One Bank Knows Who Was ‘Responsible’ For The August Emerging Market Bloodletting

One Bank Knows Who Was ‘Responsible’ For The August Emerging Market Bloodletting

August was a rough month for emerging markets. If you need the details on that, you’re encouraged to check out “Battered And Bruised After Rough Month, Emerging Markets Warily Eye The Road Ahead“, published here on Friday evening.

It’s difficult to disentangle this situation. There’s a bit of a chicken-egg problem at play. Obviously, Jerome Powell was incorrect when he said the following at an IMF/SNB event in May:

There is good reason to think that the normalization of monetary policy in advanced economies should continue to prove manageable for EMEs. Markets should not be surprised by our actions if the economy evolves in line with expectations.

Suffice to say the ongoing normalization of Fed policy has not proven to be entirely “manageable” for EMEs. As far as whether developing economies are “surprised” by the Fed’s actions, I think the more relevant question is this: Are EM policymakers surprised at the Fed’s apparent unwillingness to account for the interplay between current fiscal policy and U.S. monetary policy when it comes to driving the dollar higher? My guess would be that the RBI’s Urjit Patel and Bank Indonesia’s Perry Warjiyo are indeed at bit incredulous in that regard.
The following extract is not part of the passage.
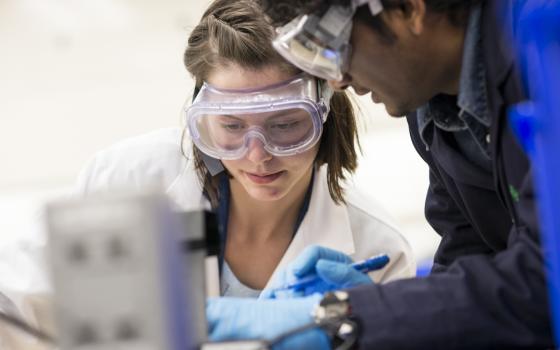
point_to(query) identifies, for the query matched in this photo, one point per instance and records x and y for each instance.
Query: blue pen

But getting back to the chicken-egg problem, it’s not entirely clear which has been more detrimental to EM sentiment, the acute flareups in Argentina and Turkey or the more general problem that comes along with the external shock from tighter Fed policy. Indeed, if you zoom in on Argentina and Turkey, it’s hard to say whether the collapse of the peso and the lira represent the culmination of structural problems or whether they were simply the wobbliest dominos in a space that was vulnerable to the reversal of the global hunt for yield.
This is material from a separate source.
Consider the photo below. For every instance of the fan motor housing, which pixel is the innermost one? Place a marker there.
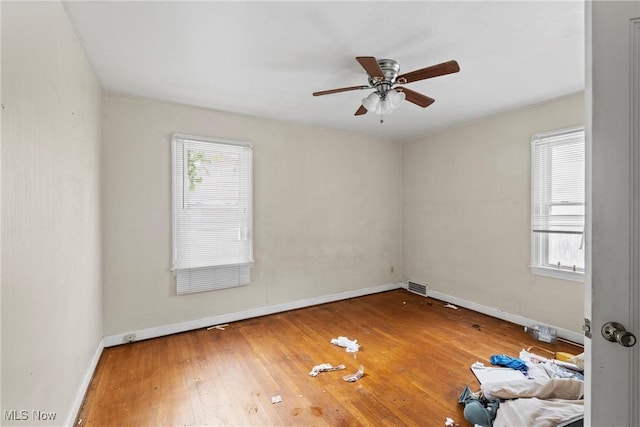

Whatever the case, we’ve got a problem on our hands with EM. Equities fell into a bear market last month and the currency space was a veritable bloodbath in August.



One natural question after August is this: Who was selling?
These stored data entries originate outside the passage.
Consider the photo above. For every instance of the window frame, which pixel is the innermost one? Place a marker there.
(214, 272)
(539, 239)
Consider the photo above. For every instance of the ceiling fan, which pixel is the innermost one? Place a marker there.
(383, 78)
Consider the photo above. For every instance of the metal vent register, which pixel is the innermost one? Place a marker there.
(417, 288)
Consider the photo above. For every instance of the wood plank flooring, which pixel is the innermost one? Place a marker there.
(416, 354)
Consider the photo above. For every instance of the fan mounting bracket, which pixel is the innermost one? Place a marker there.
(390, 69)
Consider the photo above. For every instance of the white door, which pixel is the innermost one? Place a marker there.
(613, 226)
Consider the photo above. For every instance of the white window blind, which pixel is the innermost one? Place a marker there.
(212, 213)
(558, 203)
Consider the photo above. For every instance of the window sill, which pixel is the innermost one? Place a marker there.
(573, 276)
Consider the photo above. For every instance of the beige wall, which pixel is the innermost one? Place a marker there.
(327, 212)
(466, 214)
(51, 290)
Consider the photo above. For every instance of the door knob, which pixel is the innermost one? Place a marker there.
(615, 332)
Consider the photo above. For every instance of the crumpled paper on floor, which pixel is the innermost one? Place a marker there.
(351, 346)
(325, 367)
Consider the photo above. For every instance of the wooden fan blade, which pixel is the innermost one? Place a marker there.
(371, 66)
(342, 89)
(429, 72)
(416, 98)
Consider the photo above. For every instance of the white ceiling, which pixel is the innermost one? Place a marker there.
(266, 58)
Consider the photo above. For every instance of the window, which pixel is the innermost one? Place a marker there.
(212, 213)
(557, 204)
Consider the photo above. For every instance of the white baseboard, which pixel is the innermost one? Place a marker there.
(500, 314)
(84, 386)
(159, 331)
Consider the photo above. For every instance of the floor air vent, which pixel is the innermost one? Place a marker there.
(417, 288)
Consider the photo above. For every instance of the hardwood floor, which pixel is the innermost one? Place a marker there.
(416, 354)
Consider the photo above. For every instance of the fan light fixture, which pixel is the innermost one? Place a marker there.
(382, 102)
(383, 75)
Well, if you ask JPMorgan, the answer is the institutional crowd. “On our metrics EM local currency bond managers appear to have been mostly responsible for the recent EM correction”, the bank’s Nikolaos Panigirtzoglou writes, in a note dated Friday.

According to JPMorgan’s estimates, local currency active bond funds were overweight going into July and that exposure increased throughout the month. That, the bank says, left local currency bonds and EM FX vulnerable headed into last month.

“Figure 2 shows that those local currency bond overweights had reached high levels in July relative to their average over the past five years [but] the increase seen in July appears to have been unwound abruptly in August”, Panigirtzoglou writes, adding that “in fact, not only does Figure 2 suggest that EM local currency bond managers have reversed July’s OW, but it also suggests that this reversal during August has been so acute that they likely entered capitulation territory.”



The bank goes on to say that when it comes to hard currency bonds, managers actually turned overweight in August, while EM equity managers who flipped to overweight in July pared their exposure a bit last month, but not anywhere near what you see in the local currency fixed income space (chart above).

Retail investors, on the other hand, don’t look to have done much at all on a net basis. “Figure 6 shows that EM bond ETFs resumed small outflows in August following a modest inflow in July [while] EM equity ETFs saw an inflow in August following a flat July and strong outflows in May and June”, Panigirtzoglou continues, on the way to concluding that “it looks like retail investors were not the ones responsible for the EM correction in August.”



So place the blame with institutional investors if you like and add a jump in short interest in the largest EM local currency bond ETF for good measure when it comes to flagging signs of capitulation in local currency debt.



What does it all mean? Well, according to Panigirtzoglou, it means this:

In all, there is evidence of capitulation in EM local currency bond space. In contrast, active EM equity and hard currency bond fund managers continued to exhibit rather elevated betas during August, suggesting that the EM equity and hard currency bond universes are more vulnerable in the event of re-escalation in the US-China trade conflict into September.

Given that, it’s a good thing there are no indications that another escalation between Washington and Beijing might be imminent.